Feedback conférence Blaise Dubois

Retour d’info sur la conférence (3 jours) du canadien Blaise Dubois dénommée « Prévention des blessures en course à pied ». Blaise est un conférencier international, consultant pour plusieurs organismes de course et kinésithérapeute de l’équipe nationale d’athlétisme depuis plusieurs années. Il coach également des triathlètes canadiens, féminines je pense. Blaise étant d’origine Suisse, ça lui permet de rendre son accent canadien compréhensible pour des européens 😉 On a appris quelques belles expressions comme « Bon matin ».

Attention l’objectif principal de Blaise n’est pas de vous donner une recette tout faite de la biomécanique idéale de course ou le choix idéal de chaussures, mais de remettre en questions certaines évidences afin de réveiller notre sens critique.

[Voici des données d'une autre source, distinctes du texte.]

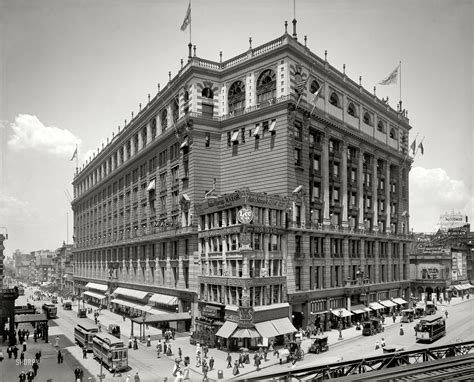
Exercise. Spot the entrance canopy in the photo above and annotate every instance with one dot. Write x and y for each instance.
(388, 303)
(343, 311)
(167, 317)
(399, 301)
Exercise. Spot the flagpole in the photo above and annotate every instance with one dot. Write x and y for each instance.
(400, 86)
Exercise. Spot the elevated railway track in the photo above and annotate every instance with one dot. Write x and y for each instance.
(447, 362)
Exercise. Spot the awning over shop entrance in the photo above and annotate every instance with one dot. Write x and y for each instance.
(94, 295)
(266, 329)
(246, 333)
(376, 306)
(126, 303)
(163, 299)
(358, 309)
(283, 326)
(95, 286)
(388, 303)
(130, 293)
(399, 301)
(227, 329)
(343, 311)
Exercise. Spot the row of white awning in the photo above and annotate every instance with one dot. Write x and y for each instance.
(267, 329)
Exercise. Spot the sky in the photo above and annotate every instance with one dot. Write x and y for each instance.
(71, 72)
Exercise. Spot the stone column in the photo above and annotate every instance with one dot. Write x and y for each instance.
(344, 223)
(375, 219)
(387, 198)
(360, 188)
(325, 170)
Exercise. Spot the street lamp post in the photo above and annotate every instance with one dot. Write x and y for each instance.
(340, 325)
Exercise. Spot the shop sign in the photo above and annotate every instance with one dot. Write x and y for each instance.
(210, 311)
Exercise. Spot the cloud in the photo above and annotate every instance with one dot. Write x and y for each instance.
(30, 133)
(433, 193)
(14, 210)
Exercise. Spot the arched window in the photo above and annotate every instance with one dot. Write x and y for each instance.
(236, 99)
(175, 109)
(367, 120)
(153, 127)
(334, 99)
(314, 86)
(393, 134)
(207, 93)
(164, 119)
(207, 102)
(381, 126)
(351, 109)
(266, 86)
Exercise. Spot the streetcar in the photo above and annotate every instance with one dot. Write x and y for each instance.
(50, 310)
(84, 333)
(111, 351)
(430, 329)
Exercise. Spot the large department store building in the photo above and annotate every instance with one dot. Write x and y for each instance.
(239, 197)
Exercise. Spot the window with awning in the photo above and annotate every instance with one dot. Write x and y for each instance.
(96, 286)
(388, 303)
(341, 312)
(130, 293)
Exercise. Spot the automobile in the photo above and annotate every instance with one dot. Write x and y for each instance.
(114, 330)
(319, 344)
(408, 315)
(372, 326)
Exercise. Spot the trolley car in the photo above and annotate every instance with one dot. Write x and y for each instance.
(84, 334)
(50, 310)
(430, 329)
(111, 351)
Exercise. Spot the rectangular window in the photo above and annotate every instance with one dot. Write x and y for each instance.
(298, 278)
(297, 155)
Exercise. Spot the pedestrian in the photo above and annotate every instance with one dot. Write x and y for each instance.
(158, 348)
(35, 367)
(205, 369)
(235, 370)
(30, 375)
(22, 376)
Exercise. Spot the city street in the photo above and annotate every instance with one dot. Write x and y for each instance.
(144, 360)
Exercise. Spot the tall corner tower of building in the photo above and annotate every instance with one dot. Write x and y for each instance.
(276, 120)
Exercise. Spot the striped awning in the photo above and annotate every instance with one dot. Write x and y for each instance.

Blaise est un très bon orateur, plein d’humour. Sa conférence est bien équilibrée entre théorie et pratique (comptage des foulées, course sur tapis roulant avec chaussures et pied nus, critique du patron de course,…). Cette conférence a comme cible première le milieu médical (physiothérapeute, médecin du sport, podologue,…). Pas du tout mon domaine mais au final, cela s’est avéré extrêmement bénéfique pour moi. Mises à part les informations distillées par Blaise et que je détaille plus bas,  j’ai pu prendre conscience de l’importance du conseil du milieu médical pour un coureur dans le choix d’une chaussure. Bref si vous avez la possibilité de suivre cette conférence peu importe sa formule (3 jours, 1 jours ou une soirée), foncez et remettez le bonjour à Blaise de ma part.

En plus à votre place, je serais honteux de lire cet article écrit par un européen alors que le conférencier est québécois. Comme dit l’adage « Ce sont souvent les cordonniers les plus mal chaussés ». Qui par ailleurs est le thème principal de la conférence…

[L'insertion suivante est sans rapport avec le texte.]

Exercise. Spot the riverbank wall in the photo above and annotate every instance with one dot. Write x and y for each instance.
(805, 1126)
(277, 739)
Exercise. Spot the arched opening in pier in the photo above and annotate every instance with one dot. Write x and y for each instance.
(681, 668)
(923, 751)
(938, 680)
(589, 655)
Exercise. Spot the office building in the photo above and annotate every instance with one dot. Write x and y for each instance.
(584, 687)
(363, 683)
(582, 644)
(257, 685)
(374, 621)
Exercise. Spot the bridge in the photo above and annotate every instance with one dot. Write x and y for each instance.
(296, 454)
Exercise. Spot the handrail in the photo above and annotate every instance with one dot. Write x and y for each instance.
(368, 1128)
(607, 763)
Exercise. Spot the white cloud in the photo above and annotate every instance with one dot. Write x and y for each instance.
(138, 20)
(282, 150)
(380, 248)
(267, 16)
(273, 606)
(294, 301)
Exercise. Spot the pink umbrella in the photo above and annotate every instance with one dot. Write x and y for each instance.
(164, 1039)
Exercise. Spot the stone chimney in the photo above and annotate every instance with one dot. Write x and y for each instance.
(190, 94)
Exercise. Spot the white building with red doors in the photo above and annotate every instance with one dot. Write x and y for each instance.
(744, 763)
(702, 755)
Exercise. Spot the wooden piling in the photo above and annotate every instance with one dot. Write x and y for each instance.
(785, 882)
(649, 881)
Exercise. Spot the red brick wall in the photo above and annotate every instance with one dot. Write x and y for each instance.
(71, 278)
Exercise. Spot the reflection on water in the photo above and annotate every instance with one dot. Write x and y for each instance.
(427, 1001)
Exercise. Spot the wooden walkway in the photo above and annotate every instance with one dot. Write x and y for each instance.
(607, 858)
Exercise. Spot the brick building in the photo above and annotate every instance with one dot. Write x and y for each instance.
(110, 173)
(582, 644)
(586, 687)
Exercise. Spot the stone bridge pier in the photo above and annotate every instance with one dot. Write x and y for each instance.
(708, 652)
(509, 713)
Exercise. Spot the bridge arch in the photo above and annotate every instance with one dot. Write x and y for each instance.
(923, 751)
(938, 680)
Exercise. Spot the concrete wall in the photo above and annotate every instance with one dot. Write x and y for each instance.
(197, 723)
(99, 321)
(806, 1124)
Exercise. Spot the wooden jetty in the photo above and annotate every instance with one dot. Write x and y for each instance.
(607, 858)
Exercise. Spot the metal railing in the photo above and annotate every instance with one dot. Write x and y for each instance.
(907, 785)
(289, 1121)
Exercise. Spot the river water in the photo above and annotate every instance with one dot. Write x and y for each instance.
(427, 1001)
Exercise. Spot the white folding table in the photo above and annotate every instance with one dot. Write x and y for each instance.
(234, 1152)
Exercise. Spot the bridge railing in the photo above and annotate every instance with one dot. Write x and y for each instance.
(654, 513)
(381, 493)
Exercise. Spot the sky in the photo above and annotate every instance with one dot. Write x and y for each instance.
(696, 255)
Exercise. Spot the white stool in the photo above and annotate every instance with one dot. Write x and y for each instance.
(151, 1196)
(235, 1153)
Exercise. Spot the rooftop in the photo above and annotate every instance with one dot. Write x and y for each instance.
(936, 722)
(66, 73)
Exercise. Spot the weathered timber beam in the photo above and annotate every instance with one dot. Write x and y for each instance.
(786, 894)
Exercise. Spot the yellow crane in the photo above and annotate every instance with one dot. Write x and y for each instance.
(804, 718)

Le plus important à retenir et que Blaise martèle à maintes reprises sous forme de slogan: « faire du jogging régulièrement diminue de 63% les chances de décès ». Donc longue vie aux Trimeux.

Voici la liste des points principaux que j’ai notés :

– Les blessures en course à pied surviennent dans 80% des cas à la suite d’une augmentation trop rapide du volume et/ou de l’intensité des séances d’entraînement. Donc, si vous vous blessez, avant de vous demander si vous devriez changer de chaussures, pensez à vous trouver un entraineur (=modérateur) 😉

– Aucune étude scientifique ne prouve que les technologies (coussinage) rajoutées sur les chaussures depuis plus de 30 ans préviennent réellement les blessures. Blaise avance « Sommes-nous plus intelligents que notre propre évolution pour vouloir imposer au pied les caprices d’une technologie sans fondement solide? »

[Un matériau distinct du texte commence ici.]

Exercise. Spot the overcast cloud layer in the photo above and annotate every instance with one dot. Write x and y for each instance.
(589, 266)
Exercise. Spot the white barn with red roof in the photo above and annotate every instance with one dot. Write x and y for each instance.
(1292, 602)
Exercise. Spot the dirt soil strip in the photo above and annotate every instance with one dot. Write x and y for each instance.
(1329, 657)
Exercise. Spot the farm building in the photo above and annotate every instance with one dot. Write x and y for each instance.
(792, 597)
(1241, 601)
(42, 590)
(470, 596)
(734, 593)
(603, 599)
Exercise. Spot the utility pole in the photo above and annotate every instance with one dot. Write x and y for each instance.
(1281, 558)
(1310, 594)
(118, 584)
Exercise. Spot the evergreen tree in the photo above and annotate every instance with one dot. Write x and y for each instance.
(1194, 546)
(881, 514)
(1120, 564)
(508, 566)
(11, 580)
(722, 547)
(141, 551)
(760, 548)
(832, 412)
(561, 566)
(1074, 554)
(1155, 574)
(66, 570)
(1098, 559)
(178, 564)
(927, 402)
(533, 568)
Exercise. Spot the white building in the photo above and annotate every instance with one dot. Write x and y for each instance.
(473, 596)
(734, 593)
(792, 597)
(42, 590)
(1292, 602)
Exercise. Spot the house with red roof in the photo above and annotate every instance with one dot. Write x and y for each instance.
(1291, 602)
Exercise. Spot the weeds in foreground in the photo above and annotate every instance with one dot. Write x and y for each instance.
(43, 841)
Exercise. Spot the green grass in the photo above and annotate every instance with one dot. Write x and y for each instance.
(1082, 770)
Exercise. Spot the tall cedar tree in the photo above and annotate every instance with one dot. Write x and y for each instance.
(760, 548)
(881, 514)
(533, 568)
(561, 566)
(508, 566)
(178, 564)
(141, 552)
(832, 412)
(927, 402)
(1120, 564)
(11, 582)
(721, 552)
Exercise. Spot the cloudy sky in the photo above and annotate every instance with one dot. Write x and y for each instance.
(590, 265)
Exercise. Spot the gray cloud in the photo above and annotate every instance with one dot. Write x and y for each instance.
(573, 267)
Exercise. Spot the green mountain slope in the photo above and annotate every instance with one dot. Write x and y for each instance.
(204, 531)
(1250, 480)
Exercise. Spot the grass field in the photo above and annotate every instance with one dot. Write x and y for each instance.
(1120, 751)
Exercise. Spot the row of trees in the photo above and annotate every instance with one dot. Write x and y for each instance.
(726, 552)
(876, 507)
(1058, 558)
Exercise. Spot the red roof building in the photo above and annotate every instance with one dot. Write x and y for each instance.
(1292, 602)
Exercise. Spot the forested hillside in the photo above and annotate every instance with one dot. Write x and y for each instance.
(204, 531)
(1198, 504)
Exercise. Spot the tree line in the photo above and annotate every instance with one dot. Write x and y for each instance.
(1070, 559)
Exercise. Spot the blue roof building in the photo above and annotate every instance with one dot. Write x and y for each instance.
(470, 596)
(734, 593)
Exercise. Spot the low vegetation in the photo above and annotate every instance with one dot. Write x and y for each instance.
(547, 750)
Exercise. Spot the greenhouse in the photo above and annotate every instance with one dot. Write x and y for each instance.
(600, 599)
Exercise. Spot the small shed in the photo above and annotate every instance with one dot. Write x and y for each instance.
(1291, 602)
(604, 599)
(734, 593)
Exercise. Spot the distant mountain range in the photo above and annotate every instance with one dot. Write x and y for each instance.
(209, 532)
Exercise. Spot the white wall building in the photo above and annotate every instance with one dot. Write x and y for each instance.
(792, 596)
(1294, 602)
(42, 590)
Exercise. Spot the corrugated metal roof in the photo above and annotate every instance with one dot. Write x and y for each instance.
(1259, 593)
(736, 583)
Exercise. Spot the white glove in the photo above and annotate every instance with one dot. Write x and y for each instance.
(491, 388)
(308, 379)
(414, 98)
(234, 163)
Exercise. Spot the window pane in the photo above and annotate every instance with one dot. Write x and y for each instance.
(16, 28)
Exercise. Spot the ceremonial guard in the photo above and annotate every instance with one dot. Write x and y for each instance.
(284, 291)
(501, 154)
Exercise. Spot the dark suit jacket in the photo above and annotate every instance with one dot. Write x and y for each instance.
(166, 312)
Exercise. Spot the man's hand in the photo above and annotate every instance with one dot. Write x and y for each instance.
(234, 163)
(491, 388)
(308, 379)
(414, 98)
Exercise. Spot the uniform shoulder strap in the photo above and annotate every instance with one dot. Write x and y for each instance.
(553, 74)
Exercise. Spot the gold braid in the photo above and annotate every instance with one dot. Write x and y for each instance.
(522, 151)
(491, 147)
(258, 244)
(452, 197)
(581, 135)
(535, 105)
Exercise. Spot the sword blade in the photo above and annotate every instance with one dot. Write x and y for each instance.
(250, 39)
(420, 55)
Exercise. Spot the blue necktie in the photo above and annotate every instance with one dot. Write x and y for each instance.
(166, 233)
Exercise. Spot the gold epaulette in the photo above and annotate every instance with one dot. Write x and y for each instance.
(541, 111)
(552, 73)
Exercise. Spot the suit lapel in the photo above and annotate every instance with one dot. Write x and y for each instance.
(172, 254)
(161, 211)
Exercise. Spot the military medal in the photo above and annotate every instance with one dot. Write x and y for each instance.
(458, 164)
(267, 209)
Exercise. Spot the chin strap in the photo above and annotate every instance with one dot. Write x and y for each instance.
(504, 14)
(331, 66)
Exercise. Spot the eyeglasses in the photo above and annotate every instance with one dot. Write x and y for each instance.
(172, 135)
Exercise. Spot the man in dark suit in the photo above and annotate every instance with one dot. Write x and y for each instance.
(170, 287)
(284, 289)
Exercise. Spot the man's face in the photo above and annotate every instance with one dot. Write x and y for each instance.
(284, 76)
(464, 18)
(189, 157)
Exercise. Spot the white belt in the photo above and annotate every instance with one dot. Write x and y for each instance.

– Plus le pied s’éloigne du sol (épaisseur semelle) et plus l’être humain perd ses réflexes naturels d’absorption.

– La coussinage des chaussures a modifié la biomécanique de course des coureurs modernes en effet il ressort que 80% des coureurs de longues distances sont des “rearfoot strikers”. Dans ce cas, l’impact au sol se fait devant le centre de gravité causant une décélération et une augmentation du choc (courbe plus pentue avec moment d’arrêt). Observez vos enfants courir, vous constaterez qu’il court sur l’avant du pied.

– La chaussure moderne ralentit de façon importante la cadence du pas de course. On a pu observer sur le tapis roulant que le fait de retirer ses chaussures augmentait naturellement la cadence de pas et que le bruit d’impact diminuait fortement.

– Enlevez vos chaussures et vous constaterez que le fait de courir pieds nus va naturellement vous faire déposer l’avant du pied au sol en premier. Blaise s’amuse à faire des tests de saut et course sur place pour constatez que jamais on ne va se réceptionner sur les talons. « Chassez le naturel, il revient au galop ».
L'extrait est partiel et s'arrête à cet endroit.